The group after many years sees some new people, who follow them home, and seems to want to be helpful, but their leader Charlie turns out to be a psycho. He wins some affection and confidence by helping to drill a well for the group, but as he rises in status, his poisonous personality is exposed as he assaults Evie.
The setup for this plot twist seems fake. Why would Charlie go out of his way to show he is a criminal who wants to take over the group and abuse everyone, and why would he be so confident that the group would do nothing in response? So, taking that for granted the group talks over what to do about it.
The regretfully unanimously decide Charlie must die. Ish goes out to talk to him ... stupidly armed with a hammer, but backed up by the group with guns. Charlie torments and provokes him more - and Ish kills Charlie by beating him to death, which no one hears or finds out about until the next morning.

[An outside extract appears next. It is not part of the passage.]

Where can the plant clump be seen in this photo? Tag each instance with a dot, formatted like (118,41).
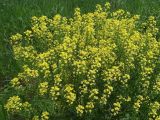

My question was, subsequently Ish has conflicts with his conscience that shows up over and over again, he has questions or doubts about executing Charlie who has committed crimes and as much said he is not going to leave and that he will take over the group and do the same thing to Ish's wife.
Do the writers overdo it on the second-guessing and remorse or doubt that Ish has. I try to put myself in that situation and it is frontier justice, it had to be done for the benefit of everyone. If I had had to kill Charlie, after all of the threats he spewed, I would not worry about it for a minute after that. I don't know that I would have even gone down and tried to talk to him, and in fact it might have been necessary to remove the threat from all of the other men in that group. In primal situations seems like you cannot waffle about right and wrong. Probably why in the American West, at least in the movies people are so carefully polite to each other - if one cannot show respect, they deserve to be watched carefully.
So, why do TV and movie writers dwell on this so much?